Executive Order on Non-Competes

Author: Corey Silva

On July 9, 2021, President Biden signed the Executive Order on Promoting Competition in the American Economy, which intends to “promote competition in the American economy” which will arguably foster economic growth and innovation. This sweeping Executive Order encouraged various administrative agencies within the federal government to make rules in accordance with the Order’s goals.
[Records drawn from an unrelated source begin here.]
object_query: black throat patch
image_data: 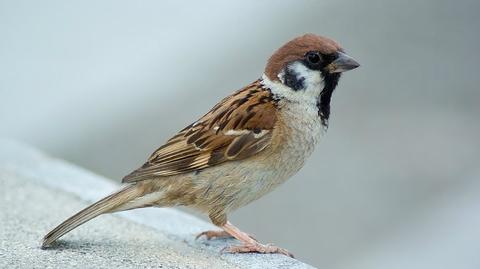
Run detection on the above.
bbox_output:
[317,72,340,127]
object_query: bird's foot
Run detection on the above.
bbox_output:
[195,231,257,241]
[222,242,294,258]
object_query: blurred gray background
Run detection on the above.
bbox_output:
[0,0,480,268]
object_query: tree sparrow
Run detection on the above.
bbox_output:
[42,34,359,256]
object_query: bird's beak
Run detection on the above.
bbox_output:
[326,52,360,73]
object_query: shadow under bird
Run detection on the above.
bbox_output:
[42,34,359,256]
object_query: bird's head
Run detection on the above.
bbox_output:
[264,34,360,123]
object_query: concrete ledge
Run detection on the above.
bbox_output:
[0,140,313,268]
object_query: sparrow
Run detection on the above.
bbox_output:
[42,34,359,257]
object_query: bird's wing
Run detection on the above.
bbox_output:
[122,81,277,182]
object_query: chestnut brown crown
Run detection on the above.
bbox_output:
[265,34,342,80]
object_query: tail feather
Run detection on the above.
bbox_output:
[42,185,139,248]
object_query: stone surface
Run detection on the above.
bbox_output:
[0,140,313,268]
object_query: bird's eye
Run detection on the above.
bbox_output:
[306,51,322,65]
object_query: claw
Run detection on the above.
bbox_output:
[220,243,295,258]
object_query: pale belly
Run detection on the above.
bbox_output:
[192,103,324,213]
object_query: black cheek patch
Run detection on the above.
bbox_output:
[284,67,305,91]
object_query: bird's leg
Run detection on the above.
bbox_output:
[195,228,233,240]
[222,221,293,258]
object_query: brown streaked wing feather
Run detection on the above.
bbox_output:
[122,81,276,182]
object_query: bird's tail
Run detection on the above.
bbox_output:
[42,185,140,248]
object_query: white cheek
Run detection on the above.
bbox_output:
[262,62,324,106]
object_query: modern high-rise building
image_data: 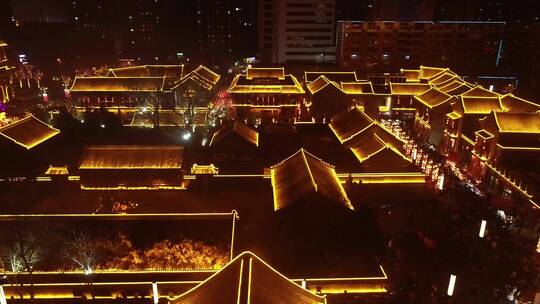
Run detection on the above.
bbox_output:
[195,0,256,64]
[337,21,505,75]
[257,0,275,63]
[272,0,336,63]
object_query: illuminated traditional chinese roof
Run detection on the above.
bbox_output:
[304,72,359,84]
[228,68,305,94]
[79,145,184,169]
[171,65,221,90]
[347,124,410,162]
[461,95,503,114]
[45,166,69,175]
[390,82,431,95]
[170,252,326,304]
[500,94,540,112]
[414,88,452,108]
[446,111,462,120]
[437,80,471,95]
[0,115,60,149]
[306,72,373,95]
[490,112,540,133]
[341,81,373,95]
[124,110,210,127]
[420,65,448,79]
[428,70,459,86]
[329,107,375,143]
[246,68,285,79]
[270,149,354,210]
[306,75,341,94]
[474,129,493,139]
[210,120,259,147]
[461,86,499,97]
[69,77,168,92]
[107,65,184,79]
[400,69,420,82]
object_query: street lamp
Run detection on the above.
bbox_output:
[152,282,159,304]
[478,220,487,238]
[446,274,457,297]
[0,282,7,304]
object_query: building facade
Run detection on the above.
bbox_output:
[272,0,336,64]
[336,21,505,74]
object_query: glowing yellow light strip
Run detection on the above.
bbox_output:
[0,210,236,221]
[0,115,60,150]
[497,144,540,151]
[414,115,431,129]
[236,259,244,304]
[230,210,240,261]
[300,149,317,191]
[392,107,416,111]
[81,185,187,191]
[461,134,474,145]
[247,258,253,304]
[309,286,388,294]
[486,163,532,200]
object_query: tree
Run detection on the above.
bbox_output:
[1,227,43,299]
[63,233,97,274]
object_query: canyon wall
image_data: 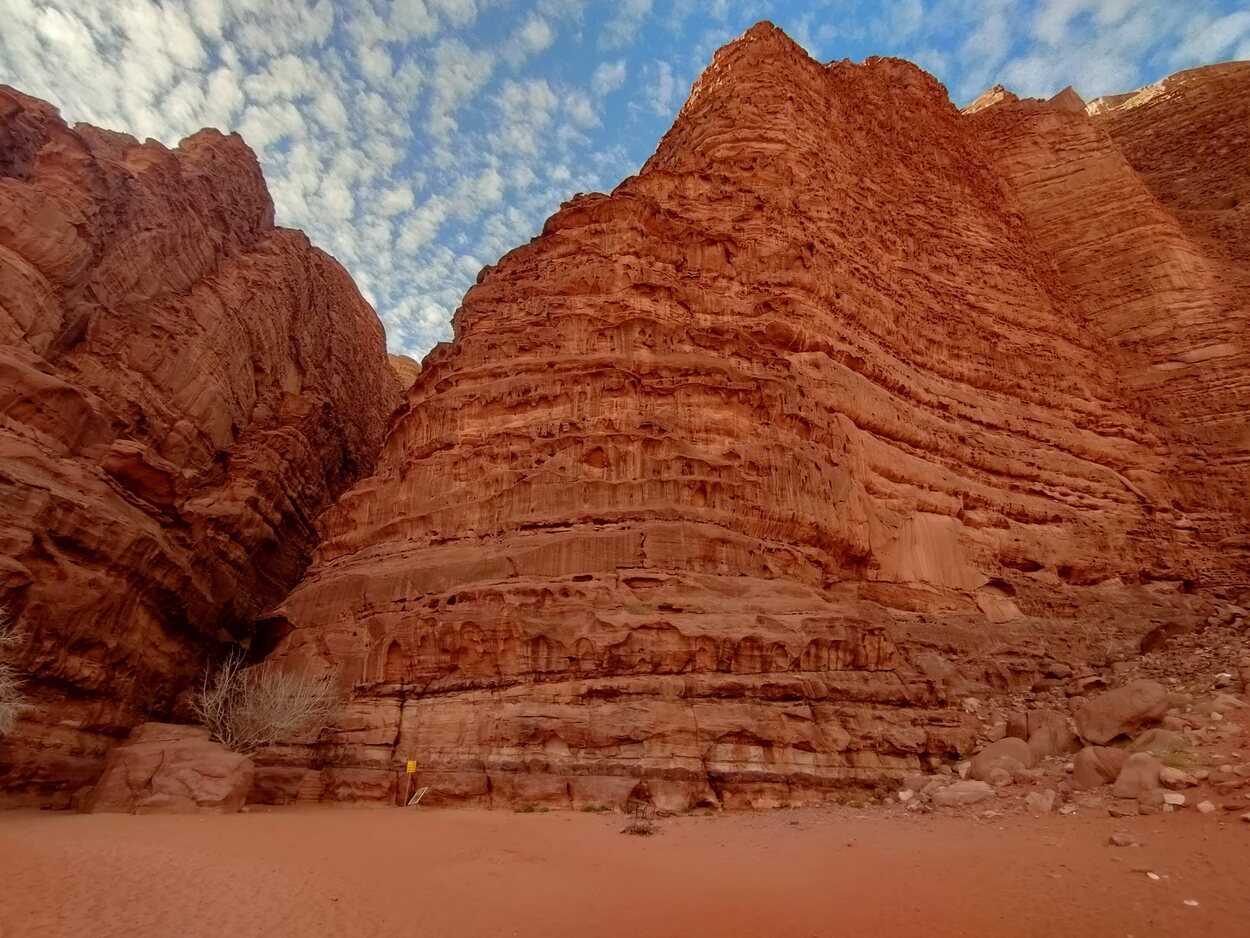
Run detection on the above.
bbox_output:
[970,63,1250,585]
[0,88,400,802]
[259,24,1246,808]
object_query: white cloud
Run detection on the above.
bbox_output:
[599,0,651,49]
[643,61,678,118]
[590,59,625,98]
[0,0,1230,354]
[429,39,495,138]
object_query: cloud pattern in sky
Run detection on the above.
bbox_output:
[0,0,1250,356]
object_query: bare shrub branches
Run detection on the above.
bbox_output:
[0,605,28,737]
[191,653,343,754]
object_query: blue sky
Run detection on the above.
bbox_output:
[0,0,1250,358]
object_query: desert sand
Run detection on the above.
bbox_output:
[0,808,1250,938]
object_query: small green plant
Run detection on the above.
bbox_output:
[0,605,29,737]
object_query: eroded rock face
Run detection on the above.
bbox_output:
[0,88,399,800]
[83,723,254,814]
[970,63,1250,584]
[266,24,1238,807]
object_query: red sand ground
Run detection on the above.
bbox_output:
[0,808,1250,938]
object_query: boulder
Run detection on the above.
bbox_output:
[1071,745,1129,790]
[248,765,310,804]
[1029,710,1080,762]
[1111,753,1164,798]
[84,723,253,814]
[1159,765,1198,790]
[934,779,994,808]
[1024,789,1059,814]
[968,737,1036,782]
[1076,680,1168,745]
[1006,713,1029,739]
[1125,727,1190,759]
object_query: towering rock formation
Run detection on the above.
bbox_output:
[264,24,1245,807]
[969,63,1250,584]
[0,88,399,799]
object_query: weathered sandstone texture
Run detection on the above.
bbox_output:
[81,723,254,814]
[970,63,1250,587]
[0,88,399,800]
[263,24,1250,808]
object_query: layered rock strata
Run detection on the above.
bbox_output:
[970,63,1250,585]
[0,88,399,800]
[264,24,1244,808]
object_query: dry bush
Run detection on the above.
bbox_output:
[621,820,656,837]
[191,653,343,754]
[0,605,28,737]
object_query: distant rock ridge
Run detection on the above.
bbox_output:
[251,24,1250,808]
[0,88,399,803]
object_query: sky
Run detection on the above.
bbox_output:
[0,0,1250,358]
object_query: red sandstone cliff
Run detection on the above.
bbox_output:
[265,24,1246,807]
[0,88,399,798]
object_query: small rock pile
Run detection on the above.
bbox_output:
[896,610,1250,822]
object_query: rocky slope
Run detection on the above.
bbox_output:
[258,24,1248,808]
[970,63,1250,584]
[0,88,399,799]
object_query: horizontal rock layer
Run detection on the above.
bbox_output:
[0,89,399,800]
[264,24,1245,807]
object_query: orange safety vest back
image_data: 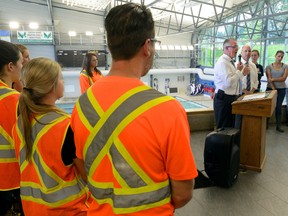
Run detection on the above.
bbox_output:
[13,112,88,216]
[76,86,174,214]
[0,81,20,191]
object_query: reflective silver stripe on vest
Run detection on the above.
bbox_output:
[20,181,81,203]
[20,112,66,188]
[0,88,13,96]
[110,144,147,188]
[0,149,16,159]
[18,112,85,207]
[88,182,170,208]
[82,89,165,178]
[79,91,100,127]
[18,112,62,170]
[0,134,16,159]
[82,89,171,208]
[0,87,16,159]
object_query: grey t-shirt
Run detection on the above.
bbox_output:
[266,63,288,89]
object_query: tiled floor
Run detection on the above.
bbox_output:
[175,124,288,216]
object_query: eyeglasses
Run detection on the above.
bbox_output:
[226,45,239,49]
[150,38,161,46]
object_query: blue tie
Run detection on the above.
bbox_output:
[246,73,251,91]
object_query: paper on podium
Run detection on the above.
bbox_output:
[242,92,267,101]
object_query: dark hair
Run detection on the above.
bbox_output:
[105,3,155,60]
[82,52,101,77]
[0,40,20,76]
[15,44,28,54]
[251,50,260,56]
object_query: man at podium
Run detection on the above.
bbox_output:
[213,38,249,128]
[241,45,258,94]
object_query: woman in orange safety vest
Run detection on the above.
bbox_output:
[80,52,102,94]
[0,40,22,215]
[13,58,92,216]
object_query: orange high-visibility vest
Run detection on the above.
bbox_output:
[76,86,175,214]
[0,80,20,191]
[13,112,89,216]
[79,69,103,93]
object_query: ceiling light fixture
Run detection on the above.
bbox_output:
[68,31,76,37]
[9,21,19,29]
[86,31,93,36]
[62,0,111,10]
[29,22,39,29]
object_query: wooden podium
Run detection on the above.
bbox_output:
[232,90,277,172]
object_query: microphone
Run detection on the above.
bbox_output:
[238,54,242,63]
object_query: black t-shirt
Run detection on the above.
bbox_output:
[61,126,77,166]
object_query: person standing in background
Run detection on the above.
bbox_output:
[12,44,30,92]
[0,40,23,215]
[213,38,250,129]
[71,3,198,216]
[13,58,93,216]
[80,52,103,94]
[266,50,288,133]
[251,50,264,92]
[241,45,258,95]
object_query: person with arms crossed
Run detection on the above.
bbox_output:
[80,52,102,94]
[13,58,93,216]
[266,50,288,133]
[213,38,249,129]
[241,45,258,94]
[251,50,264,92]
[0,40,22,215]
[71,3,198,216]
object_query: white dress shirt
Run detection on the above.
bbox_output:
[241,58,258,90]
[214,54,244,95]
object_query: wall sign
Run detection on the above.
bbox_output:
[0,30,11,42]
[17,31,53,44]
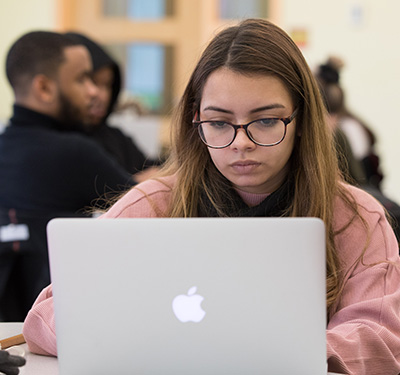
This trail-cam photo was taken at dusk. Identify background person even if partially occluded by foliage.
[66,32,160,182]
[0,31,134,321]
[23,19,400,375]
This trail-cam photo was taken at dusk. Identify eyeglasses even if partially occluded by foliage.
[192,109,297,148]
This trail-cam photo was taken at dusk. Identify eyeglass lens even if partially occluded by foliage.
[199,119,285,147]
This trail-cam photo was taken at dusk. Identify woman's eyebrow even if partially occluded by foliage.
[250,103,286,113]
[203,103,286,114]
[203,105,233,114]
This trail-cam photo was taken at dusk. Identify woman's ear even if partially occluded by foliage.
[32,74,58,104]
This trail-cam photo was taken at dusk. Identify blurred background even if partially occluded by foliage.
[0,0,400,202]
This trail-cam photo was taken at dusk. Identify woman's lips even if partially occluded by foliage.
[230,160,261,174]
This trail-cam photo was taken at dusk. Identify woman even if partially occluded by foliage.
[24,20,400,375]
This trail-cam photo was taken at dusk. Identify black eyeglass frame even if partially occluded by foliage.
[192,108,298,149]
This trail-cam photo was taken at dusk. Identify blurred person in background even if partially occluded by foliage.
[0,31,134,321]
[66,32,160,182]
[316,56,383,190]
[316,59,400,242]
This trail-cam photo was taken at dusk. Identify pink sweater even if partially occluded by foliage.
[23,177,400,375]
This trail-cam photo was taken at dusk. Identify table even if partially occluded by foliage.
[0,323,340,375]
[0,323,58,375]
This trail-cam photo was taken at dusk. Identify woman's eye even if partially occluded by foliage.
[210,121,228,128]
[257,118,280,126]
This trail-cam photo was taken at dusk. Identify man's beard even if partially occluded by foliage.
[58,93,85,131]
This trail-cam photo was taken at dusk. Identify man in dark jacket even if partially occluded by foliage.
[0,31,134,321]
[66,32,159,182]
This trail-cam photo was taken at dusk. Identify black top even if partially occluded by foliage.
[0,105,133,216]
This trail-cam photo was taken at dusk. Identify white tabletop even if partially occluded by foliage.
[0,323,58,375]
[0,323,342,375]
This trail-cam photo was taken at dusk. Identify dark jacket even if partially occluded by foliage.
[0,105,133,321]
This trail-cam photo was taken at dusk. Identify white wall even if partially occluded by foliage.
[0,0,56,122]
[280,0,400,202]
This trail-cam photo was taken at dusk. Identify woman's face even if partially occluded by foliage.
[200,68,296,194]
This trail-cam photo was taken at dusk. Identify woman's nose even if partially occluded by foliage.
[231,129,257,150]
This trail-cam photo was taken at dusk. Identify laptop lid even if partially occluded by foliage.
[48,218,327,375]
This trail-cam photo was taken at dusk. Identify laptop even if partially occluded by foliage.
[47,218,327,375]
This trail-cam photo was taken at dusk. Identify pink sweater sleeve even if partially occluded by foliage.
[327,188,400,375]
[22,285,57,356]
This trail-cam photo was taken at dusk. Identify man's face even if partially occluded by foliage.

The Executive Order encouraged the Federal Trade Commission (“FTC”) “to curtail the unfair use of non-compete clauses and other clauses or agreements that may unfairly limit worker mobility.”

It is impossible to predict the scope of any rules actually promulgated by the FTC. Many experts believe the new rules could range from requiring employers to provide non-competes to an employee prior to an employee’s start date (which is already considered best practice) to an outright ban on non-competes, thereby upending several decades of legal precedent. Even though action by the FTC may not be imminent, the Executive Order could forewarn businesses about rising sentiment against non-competes.

In Massachusetts, the relevant laws governing non-competes changed markedly in 2018. Governor Baker signed into law a bill regulating non-competes, limiting their enforceability and creating specific statutory requirements that non-competes must satisfy. Specifically, the non-compete must be: (1) in writing; (2) signed by the employer and employee; and (3) state the employee has the right to consult counsel prior to signing. The new law also mandated that non-competes must be supported by independent consideration beyond continued employment and established revised time, geography, and activity restraints.

Given the tremendous uncertainty surrounding non-competes, business owners should consider their various options. For risk management purposes, employers must stay up to date on the laws governing non-competes at both federal and state levels. Employers could also take advantage of any “grandfather” clause that may apply to the FTC’s new rules by entering into non-competes before the FTC passes any new rules.

The Executive Order’s suggested rulemaking also should motivate employers to reconsider their processes for protecting confidential information and trade secrets, including a reevaluation of what their restrictive covenants prohibit and what groups of employees are covered by these agreements. Bolstering and strengthening language regarding non-solicitation of customers, vendors, and employees to include broad language will often achieve the goal of protecting a Company’s proprietary and confidential information and legitimate business interests.